Objects can communicate with each other just fine by updating each other's data, in theory. It is a much better system, however, to allow for event-driven logic to guide programming in addition to general-purpose procedural programming. A number of messages can be initiated, either by sprite collisions or other objects, to directly affect the course of objects.
The object that sends the message fires off information to one or more other objects. The program flow of the sender is unaffected. If the sender used an "order" command to send the message, the sender just continues to execute more commands. If the sender and receiver are the same object, the object won't jump to the message label specified.
The object that receives the message jumps to the appropriate
message-related label. If the receiver does not have the correct label, the
message is ignored. If the receiver does have it, the resume
information is set to the previous object script location, and
hobj (if present) becomes a pointer to the sender.
When the receiver gets its turn to execute its object script, a variety of
things may occur. The receiver, which had jumped to the label location in
the script, may choose to continue at this new script location or abort the
location. If continuation is picked, the resume information is set to
invalid at the end of the object's turn. If not, the "resume" command is
executed. This statement tells the command interpreter to forget the
message and proceed where it left off before the message, reseting the
resume information in the process.
The advantage of this system is that an object can test the message
for significance, usually by checking the object type that generated the
message. If it is deemed insignificant, the message can be ignored even
after it is generated.
A message from one object to another accomplishes only one
type of interaction: a two-object interaction. Binary communication systems
obviously fall short of three-object, four-object, or more-object
interactions. If two or more objects try to send a message to a destination
object at the same time, there can only be one piece of "origin" information
deposited in hobj at the time of the message.
A few options are open to solve a problem like this. One way to do it is to
synchronize objects so that tertiary interactions never occur. Seeing
how difficult this is, it is also a solution to log every sender of
a message with the idea of processing information from all objects that
tried to communicate with the receiver. This requires a lot of memory and
time, unfortunately, plus the added uncertainty of how literally every type
of tertiary reaction would pan out.
My solution is simple, even if not always satisfactory. The message control
block tells what order to evaluate the messages. For example, a hit message
is most likely to happen continuously if it is ignored for just the first
1/60th of a second the collision occurs. Other messages, such as triggered,
will happen only a single time and cause a big disturbance if they are
ignored. The most significant message evaluates first, the next significant
message evaluates next, all the way down to the least significant one, which
has the least precedence. Some messages will indeed be ignored, but their
relative importance determines the physics of the game.

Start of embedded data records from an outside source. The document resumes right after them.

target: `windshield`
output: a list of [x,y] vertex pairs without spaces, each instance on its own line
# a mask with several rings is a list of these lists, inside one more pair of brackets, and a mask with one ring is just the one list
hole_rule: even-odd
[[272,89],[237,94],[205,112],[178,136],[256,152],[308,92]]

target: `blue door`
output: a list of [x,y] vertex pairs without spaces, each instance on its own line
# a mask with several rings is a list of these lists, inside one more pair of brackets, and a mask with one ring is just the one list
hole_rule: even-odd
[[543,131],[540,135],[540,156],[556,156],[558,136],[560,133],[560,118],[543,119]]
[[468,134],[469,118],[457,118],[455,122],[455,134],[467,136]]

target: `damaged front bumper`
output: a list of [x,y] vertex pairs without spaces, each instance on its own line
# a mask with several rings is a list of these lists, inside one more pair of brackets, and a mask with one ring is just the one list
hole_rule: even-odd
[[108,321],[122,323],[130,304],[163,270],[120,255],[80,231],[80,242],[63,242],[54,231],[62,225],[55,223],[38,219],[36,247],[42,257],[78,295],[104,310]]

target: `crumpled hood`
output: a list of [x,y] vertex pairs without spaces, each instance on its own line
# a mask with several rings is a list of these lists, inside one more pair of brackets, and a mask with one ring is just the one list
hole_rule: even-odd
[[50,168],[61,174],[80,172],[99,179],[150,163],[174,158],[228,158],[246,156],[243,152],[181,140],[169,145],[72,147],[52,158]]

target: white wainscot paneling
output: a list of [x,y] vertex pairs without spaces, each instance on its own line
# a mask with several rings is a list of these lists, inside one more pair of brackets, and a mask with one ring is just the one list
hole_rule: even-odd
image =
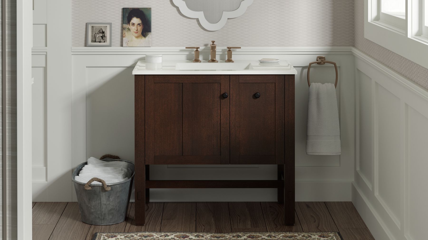
[[[426,239],[428,216],[428,114],[407,107],[405,237],[407,240]],[[427,111],[426,106],[424,108]]]
[[[376,240],[425,239],[428,91],[353,51],[359,92],[352,202]],[[371,157],[373,191],[362,179],[370,177],[370,161],[363,158]]]
[[372,189],[372,80],[357,69],[356,91],[357,111],[356,170],[370,190]]
[[375,156],[374,194],[400,228],[400,100],[379,84],[375,84],[375,131],[378,154]]
[[86,68],[87,158],[113,154],[134,161],[133,68]]
[[[60,36],[58,37],[60,40]],[[33,46],[46,47],[46,24],[33,25]]]
[[32,56],[33,201],[47,201],[46,55]]

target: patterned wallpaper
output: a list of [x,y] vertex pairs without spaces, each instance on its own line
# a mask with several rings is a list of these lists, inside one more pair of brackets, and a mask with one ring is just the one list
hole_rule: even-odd
[[85,45],[87,22],[111,22],[122,46],[122,8],[151,7],[153,47],[354,45],[354,0],[254,0],[245,13],[208,31],[181,14],[172,0],[72,0],[72,46]]
[[364,0],[355,0],[355,47],[428,89],[428,69],[364,38]]

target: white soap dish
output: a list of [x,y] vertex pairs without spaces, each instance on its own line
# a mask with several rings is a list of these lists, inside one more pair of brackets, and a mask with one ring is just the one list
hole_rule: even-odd
[[279,59],[259,59],[259,61],[262,63],[272,63],[279,61]]

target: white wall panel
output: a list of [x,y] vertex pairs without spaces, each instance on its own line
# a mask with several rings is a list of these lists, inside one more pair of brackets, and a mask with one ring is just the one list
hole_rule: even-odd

Tertiary interactions can be important when dealing with games that involve
things such as rapid-fire damage, where it makes a significant difference
how much damage an object takes whether or not multiple hits per frame cause
a summed amount of damage. Nibbler is not a game that insists on such
"summing" demands; it is geared toward binary interactions and discrete
puzzle solutions.
To order an object to jump to a message label, write this:
order anobjptr, alabel;
Object pointers are self-explanatory, but "alabel" must be declared in the
inter-object message control block. It is not possible to send any "custom"
message label to the receiving object. For that matter, it is not really
necessary--the same object pointer may be used to set a variable in the
receiving object that can be interpreted as additional communication
information. For example, a snake can find out what hit it instantly by
inspecting its "deathmethod" variable, which is often set by objects that
are coded to use specific pointers to index a snake object's local variables.

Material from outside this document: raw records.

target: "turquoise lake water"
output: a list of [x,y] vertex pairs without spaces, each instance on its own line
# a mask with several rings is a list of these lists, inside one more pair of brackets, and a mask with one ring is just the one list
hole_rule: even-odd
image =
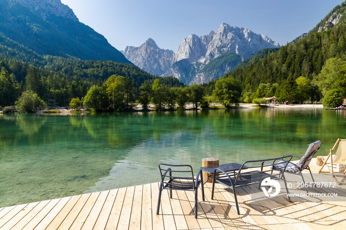
[[270,108],[0,115],[0,207],[160,180],[159,163],[243,163],[345,138],[346,111]]

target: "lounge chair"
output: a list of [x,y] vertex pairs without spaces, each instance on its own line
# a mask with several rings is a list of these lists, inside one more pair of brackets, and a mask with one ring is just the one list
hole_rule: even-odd
[[[165,168],[163,168],[162,166]],[[168,167],[168,168],[166,169],[166,167]],[[205,199],[203,177],[202,171],[200,170],[198,171],[195,180],[192,167],[191,165],[160,164],[159,164],[159,169],[161,175],[161,183],[160,184],[156,214],[159,215],[161,192],[163,190],[170,190],[170,197],[171,198],[172,198],[172,190],[193,191],[195,192],[195,218],[197,219],[197,207],[198,206],[197,203],[198,191],[198,187],[201,184],[202,184],[202,196],[203,201]],[[169,173],[168,175],[167,173]],[[198,178],[200,177],[201,179],[199,180]]]
[[[238,214],[240,215],[238,199],[235,192],[236,189],[244,186],[259,184],[259,189],[261,186],[265,185],[266,181],[283,179],[288,199],[291,201],[291,198],[288,195],[286,179],[284,176],[285,169],[292,159],[291,155],[286,155],[280,157],[266,159],[264,160],[249,160],[244,162],[238,170],[226,172],[222,169],[222,165],[214,170],[213,176],[213,189],[212,190],[212,199],[214,197],[214,188],[215,182],[218,182],[231,189],[234,195],[234,199]],[[254,165],[256,165],[254,166]],[[218,173],[221,173],[216,176]],[[277,183],[275,182],[276,183]],[[268,183],[268,185],[272,185]],[[263,190],[263,189],[262,189]],[[266,195],[272,189],[269,189]],[[279,191],[276,191],[275,192]],[[264,191],[263,190],[263,192]],[[265,194],[265,192],[264,192]],[[270,195],[270,196],[272,196]]]
[[[339,145],[338,144],[339,144]],[[335,148],[338,146],[338,149],[335,152],[335,155],[333,156],[333,152],[335,150]],[[330,157],[330,163],[331,167],[327,164],[327,161],[328,159]],[[346,164],[346,139],[341,139],[339,138],[337,142],[335,143],[334,146],[333,147],[333,149],[330,150],[330,153],[328,155],[325,160],[323,160],[323,164],[322,164],[321,167],[321,169],[318,171],[318,173],[332,173],[332,176],[333,178],[335,179],[337,182],[339,183],[339,185],[346,185],[346,183],[342,183],[339,182],[337,178],[337,175],[335,175],[336,173],[342,173],[343,175],[338,175],[344,176],[346,176],[345,174],[346,173],[346,170],[344,172],[335,172],[333,169],[333,166],[337,164]],[[327,167],[328,169],[328,171],[323,171],[322,170],[324,166]]]
[[[310,175],[312,179],[312,181],[315,182],[313,179],[313,177],[312,176],[312,174],[310,170],[310,167],[309,167],[309,164],[312,158],[312,157],[316,154],[317,151],[320,150],[320,145],[321,145],[321,141],[317,141],[313,143],[311,143],[309,145],[309,147],[307,147],[306,151],[305,152],[305,154],[301,158],[292,155],[294,157],[300,159],[299,162],[297,164],[295,164],[293,162],[290,162],[289,163],[288,165],[286,168],[286,171],[288,173],[291,173],[293,174],[300,174],[302,176],[302,179],[303,179],[303,183],[305,184],[305,181],[304,180],[304,177],[303,176],[303,173],[302,171],[304,169],[307,169],[310,172]],[[305,187],[305,189],[306,191],[306,193],[308,193],[307,192],[307,188]]]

Any label other than a "hit" label (which can also be sent using an order
command) will trump a "hit" label. In other words, two messages sent to
the same object, one "hit", one not, will result in the non-"hit" label
being transferred.
The "hit" label is the target label whenever a sprite collision
occurs. A "move", "moveoff", or "moveobj" command by either the sender
or the receiver generates the message in both objects, provided the label
is available to jump to. A change of sprite or the creation of an object
will not initiate a "hit" label.
Collision logic works by the following steps:
1) Check the two objects' block flags.
2) If one is clear, forget it. If both are set, proceed.
3) Check the rectangular boundaries of the sprites, doing a subtraction
on the center points and the sprite dimensions.
4) If the sprites are outside of each other, forget it. If touching each
other (overlapping, even by the slightest pixel), proceed.
5) Consult the priority table. Read the current object as the row and
the destination object as the column.
6) Get a numerical value. If another object has generated a "hit" message,
compare the priority table entry of that object to the one that was just
checked. The greatest numerical value in the priority table is the object
whose message "wins."
In some ways, the priority table does act on tertiary interactions. However,
it still obeys my "most important message takes all" algorithm rather than a
summing data process algorithm. Priority table entries cannot be changed
on the fly, but must be preset when it comes time to compile the script.
Somewhere in the object scripts is a directive #ptable "file",
which defines the priority table in text format. The text table is actually
a spreadsheet that is saved in an easily compiled format. It took a LONG
TIME to create the priority table. This is one tedium of creating a
game with so many interacting physics--the physics have to be divided into
various levels of significance.
Each table entry has two possible attributes: a number from zero to 63.
The number defines the precedence of the object-object message
interaction, the higher numbers being the more significant.
All these values are weighed relative to each other on the same row--they
don't have actual significance on a larger scale. A value of zero says
that particular object-object interaction will be ignored, which is
useful for cutting down on excessive object recognition logic.
The #ptable directive must be placed strategically. All objects
capable of sprite collision logic must appear after the
directive. All objects that will not use the logic (have block flag=clear
always) should appear before the directive. The same order and number
for the priority table and the "hitscannable" objects must be observed.
Objects still have to interpret numbers and run routines; labels are just one way to pass along information. Labels are more commonly used for looping and general controls in the confines of a single object script. An object usually declares various local variables to be used as counters and fields to be updated for other objects and sometimes by other objects. Ultimately, the programmer must know how the objects will interface with each other before deciding which object will get what label at what time.